# Holy Sh!t Odyssey Electronical trailer



## DJskeet (Oct 19, 2007)

In a thread like a month ago (too lazy to look it up) I think bbrz or someone posted a pick Arron Ross jumping over a gaurd rail into a 12 foot drop.

Thats in this vid, along with a ton of other stuff. I am starting to like these HD vids

Odyssey Electronical trailer





Odyssey Electronical trailer from streetphire on Vimeo.


----------



## bbrz4 (Jun 12, 2007)

yeah, this is going to be a sweet vid, ive got it on order already


----------



## bbrz4 (Jun 12, 2007)

http://www.odysseyelectronical.com/

Download the hi-def trailer its awesome... anyone know what the songs called


----------



## DJskeet (Oct 19, 2007)

Ya that ones even better.

Whats up with the guy falling down the stair well inside the house, what was he trying to acomplish? lol


----------



## bbrz4 (Jun 12, 2007)

it looks like theres some sort of ramp coming up the stairs?


----------



## DJskeet (Oct 19, 2007)

Well anyway, heres another video coming out, 08' I think.

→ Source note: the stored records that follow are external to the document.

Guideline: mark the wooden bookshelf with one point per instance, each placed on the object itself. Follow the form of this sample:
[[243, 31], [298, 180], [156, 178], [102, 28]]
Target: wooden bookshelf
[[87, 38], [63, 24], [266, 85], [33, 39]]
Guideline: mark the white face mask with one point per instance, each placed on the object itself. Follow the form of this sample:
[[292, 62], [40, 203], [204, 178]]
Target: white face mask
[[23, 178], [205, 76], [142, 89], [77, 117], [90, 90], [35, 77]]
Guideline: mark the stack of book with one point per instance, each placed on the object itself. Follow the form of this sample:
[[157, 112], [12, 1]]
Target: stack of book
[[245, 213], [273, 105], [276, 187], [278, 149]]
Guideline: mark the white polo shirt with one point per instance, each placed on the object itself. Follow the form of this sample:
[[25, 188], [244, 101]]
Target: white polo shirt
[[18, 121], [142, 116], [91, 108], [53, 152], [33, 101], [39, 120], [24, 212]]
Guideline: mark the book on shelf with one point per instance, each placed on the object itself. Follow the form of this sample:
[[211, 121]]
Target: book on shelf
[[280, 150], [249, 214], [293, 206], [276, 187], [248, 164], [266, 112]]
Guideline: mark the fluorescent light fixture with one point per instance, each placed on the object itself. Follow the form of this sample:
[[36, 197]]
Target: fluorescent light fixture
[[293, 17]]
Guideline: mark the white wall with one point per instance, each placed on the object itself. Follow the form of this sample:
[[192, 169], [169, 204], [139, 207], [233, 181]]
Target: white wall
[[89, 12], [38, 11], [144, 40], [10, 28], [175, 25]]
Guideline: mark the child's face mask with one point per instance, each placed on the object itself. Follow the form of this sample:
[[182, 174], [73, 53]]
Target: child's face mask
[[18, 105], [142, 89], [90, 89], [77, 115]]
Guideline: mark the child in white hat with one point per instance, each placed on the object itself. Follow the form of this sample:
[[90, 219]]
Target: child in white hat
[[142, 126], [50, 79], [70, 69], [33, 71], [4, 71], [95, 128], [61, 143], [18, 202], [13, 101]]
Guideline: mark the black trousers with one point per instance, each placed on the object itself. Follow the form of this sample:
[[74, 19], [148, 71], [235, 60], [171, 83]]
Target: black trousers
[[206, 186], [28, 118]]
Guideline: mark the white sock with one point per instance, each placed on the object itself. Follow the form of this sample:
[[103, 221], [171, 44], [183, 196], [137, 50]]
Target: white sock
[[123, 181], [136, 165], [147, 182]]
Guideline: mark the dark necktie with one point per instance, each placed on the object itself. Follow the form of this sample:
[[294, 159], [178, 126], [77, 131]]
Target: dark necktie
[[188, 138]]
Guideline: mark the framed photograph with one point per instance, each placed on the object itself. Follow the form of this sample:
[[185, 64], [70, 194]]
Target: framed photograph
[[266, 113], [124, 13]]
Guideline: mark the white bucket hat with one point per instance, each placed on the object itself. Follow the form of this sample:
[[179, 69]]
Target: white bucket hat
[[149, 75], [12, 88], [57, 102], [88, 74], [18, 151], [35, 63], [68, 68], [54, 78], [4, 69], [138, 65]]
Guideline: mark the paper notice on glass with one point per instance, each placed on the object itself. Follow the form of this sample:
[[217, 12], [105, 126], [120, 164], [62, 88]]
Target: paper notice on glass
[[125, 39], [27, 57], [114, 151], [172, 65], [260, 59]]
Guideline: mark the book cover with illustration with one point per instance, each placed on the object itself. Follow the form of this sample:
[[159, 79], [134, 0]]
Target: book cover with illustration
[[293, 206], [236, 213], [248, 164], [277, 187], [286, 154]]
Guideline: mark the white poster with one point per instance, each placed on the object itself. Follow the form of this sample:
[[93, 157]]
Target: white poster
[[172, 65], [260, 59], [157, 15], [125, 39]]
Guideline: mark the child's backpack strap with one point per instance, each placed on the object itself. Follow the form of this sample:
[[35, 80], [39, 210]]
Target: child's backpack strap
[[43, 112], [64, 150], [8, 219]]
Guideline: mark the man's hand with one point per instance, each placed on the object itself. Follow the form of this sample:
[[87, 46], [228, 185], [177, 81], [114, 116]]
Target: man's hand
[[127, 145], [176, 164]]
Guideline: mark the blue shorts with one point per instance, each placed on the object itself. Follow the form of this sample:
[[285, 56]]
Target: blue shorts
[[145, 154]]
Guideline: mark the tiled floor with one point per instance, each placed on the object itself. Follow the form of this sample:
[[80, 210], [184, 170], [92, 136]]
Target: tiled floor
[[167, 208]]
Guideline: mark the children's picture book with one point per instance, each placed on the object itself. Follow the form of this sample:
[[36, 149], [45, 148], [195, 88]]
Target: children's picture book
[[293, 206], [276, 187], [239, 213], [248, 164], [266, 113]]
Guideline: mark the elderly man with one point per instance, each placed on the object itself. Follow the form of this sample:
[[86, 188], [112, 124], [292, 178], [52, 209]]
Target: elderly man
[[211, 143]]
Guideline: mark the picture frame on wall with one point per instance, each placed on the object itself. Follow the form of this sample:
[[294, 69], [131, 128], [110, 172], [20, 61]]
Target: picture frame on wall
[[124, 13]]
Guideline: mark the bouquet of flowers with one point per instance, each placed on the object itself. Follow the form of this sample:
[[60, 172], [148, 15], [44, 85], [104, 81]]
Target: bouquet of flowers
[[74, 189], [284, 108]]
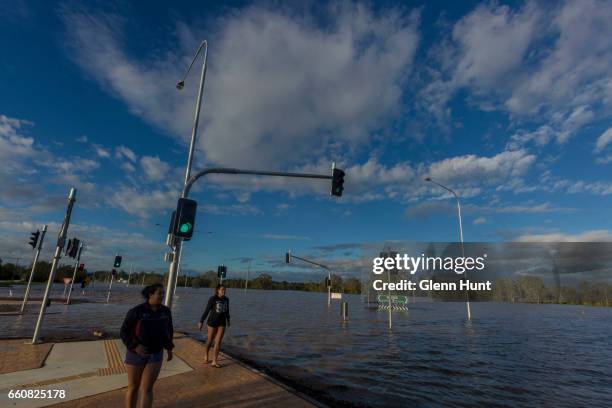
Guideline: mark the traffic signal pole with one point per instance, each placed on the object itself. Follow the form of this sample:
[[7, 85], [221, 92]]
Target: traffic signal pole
[[173, 270], [27, 294], [61, 241], [320, 266], [76, 265], [176, 246]]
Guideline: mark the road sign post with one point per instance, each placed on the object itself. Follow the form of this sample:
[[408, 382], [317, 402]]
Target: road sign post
[[56, 257], [76, 266]]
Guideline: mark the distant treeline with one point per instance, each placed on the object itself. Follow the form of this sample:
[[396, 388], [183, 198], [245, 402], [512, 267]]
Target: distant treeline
[[526, 289], [531, 289], [207, 279]]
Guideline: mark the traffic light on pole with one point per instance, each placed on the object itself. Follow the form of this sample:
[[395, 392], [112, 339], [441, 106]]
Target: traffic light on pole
[[34, 239], [337, 182], [185, 218], [73, 248]]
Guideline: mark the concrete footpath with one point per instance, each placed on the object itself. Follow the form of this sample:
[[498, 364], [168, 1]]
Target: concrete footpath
[[92, 373]]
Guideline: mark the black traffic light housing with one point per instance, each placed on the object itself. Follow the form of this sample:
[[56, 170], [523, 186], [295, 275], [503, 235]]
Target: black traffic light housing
[[337, 182], [184, 221], [73, 248], [34, 239]]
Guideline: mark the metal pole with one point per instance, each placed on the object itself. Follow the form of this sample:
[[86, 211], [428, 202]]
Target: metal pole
[[61, 241], [467, 292], [329, 289], [130, 275], [27, 294], [76, 265], [110, 287], [246, 284], [389, 291], [174, 265]]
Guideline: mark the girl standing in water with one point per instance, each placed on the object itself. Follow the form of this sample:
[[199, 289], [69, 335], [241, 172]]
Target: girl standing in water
[[146, 331], [218, 307]]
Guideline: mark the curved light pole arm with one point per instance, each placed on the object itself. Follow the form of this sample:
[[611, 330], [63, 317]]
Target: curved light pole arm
[[225, 170]]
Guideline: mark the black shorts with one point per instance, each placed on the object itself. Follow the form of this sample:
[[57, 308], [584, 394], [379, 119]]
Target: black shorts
[[216, 323]]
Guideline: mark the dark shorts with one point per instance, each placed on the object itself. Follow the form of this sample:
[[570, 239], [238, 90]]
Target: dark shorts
[[216, 323], [132, 358]]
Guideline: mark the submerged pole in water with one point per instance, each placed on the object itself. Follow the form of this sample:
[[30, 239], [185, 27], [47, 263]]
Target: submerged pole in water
[[76, 266], [388, 286], [61, 241], [27, 293], [467, 291]]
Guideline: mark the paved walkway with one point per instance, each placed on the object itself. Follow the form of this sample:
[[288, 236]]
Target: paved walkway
[[92, 374]]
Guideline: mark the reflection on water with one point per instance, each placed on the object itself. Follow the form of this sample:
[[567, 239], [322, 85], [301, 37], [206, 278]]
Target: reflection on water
[[508, 355]]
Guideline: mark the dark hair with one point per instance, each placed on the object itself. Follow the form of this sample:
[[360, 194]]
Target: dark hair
[[151, 289]]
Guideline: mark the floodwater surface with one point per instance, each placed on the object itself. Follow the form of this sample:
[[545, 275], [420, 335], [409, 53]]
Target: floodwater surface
[[507, 355]]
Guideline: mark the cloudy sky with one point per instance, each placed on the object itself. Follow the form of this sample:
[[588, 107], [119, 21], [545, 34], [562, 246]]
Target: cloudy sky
[[508, 103]]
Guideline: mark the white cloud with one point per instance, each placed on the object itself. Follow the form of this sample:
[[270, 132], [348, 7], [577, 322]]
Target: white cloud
[[144, 204], [480, 221], [548, 66], [101, 151], [576, 70], [492, 42], [154, 168], [281, 237], [279, 87], [603, 140], [587, 236], [474, 170], [125, 152]]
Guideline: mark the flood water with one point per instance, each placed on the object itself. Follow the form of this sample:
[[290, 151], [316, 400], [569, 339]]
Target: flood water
[[508, 355]]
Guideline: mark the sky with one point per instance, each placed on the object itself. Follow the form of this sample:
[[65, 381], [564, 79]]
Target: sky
[[507, 103]]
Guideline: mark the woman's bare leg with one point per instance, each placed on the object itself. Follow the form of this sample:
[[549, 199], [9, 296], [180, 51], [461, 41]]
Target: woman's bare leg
[[134, 376], [212, 332], [149, 376], [218, 339]]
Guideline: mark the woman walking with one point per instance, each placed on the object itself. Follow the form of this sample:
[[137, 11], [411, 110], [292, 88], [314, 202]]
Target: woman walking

Not HD but Definatly worth buying:





Tomorrow We Work Defgrip Promo from streetphire on Vimeo.


----------



## -.---.- (Jun 15, 2007)

hot videos!


----------



## joelalamo45 (Aug 3, 2006)

That Tomorrow We Work video looks like the sh*t... Just raw riding... no fluff.


----------



## bringdoom (Sep 1, 2007)

joelalamo45 said:


> That Tomorrow We Work video looks like the sh*t... Just raw riding... no fluff.


I personally watch bmx vids for the riding, not the fluff. Who needs fluff anyways.


----------



## DJskeet (Oct 19, 2007)

SOme of the worst crashes I ever see are when bmxers are grinding rails.


----------



## joelalamo45 (Aug 3, 2006)

DJskeet said:


> SOme of the worst crashes I ever see are when bmxers are grinding rails.


One of my buddies teeth are all mashed up because of a rail...

I'd rather get mangled trying to cork a 7 than sliding a rail any day of the week. Handrails are scurry...


----------



## gop427 (Jan 16, 2006)

where were the 2sixes?


----------



## bbrz4 (Jun 12, 2007)

in the main street thread


----------



## gop427 (Jan 16, 2006)

bbrz4 said:


> in the main street thread


This isn't the bmx forum and as a matter of fact this is MTBR, not BMX.com. I am sick of seeing bmx here. Yeah, they're freakin' dope riders, amazing is an understatement. I own and RIDE a 20inch, when I want to chitty-chat bout that I go to bmx forums. We might as well starting talking about road bikes now and highwheelers.


----------



## mack-a-nator (Apr 26, 2006)

hahahahahaah wow dude u r definatley up on times. just pat your self on the back for sounding like a complete genious, if u could come meet me in the next few days id like to bow to your greatness so if we could maybe set something up that would just be great.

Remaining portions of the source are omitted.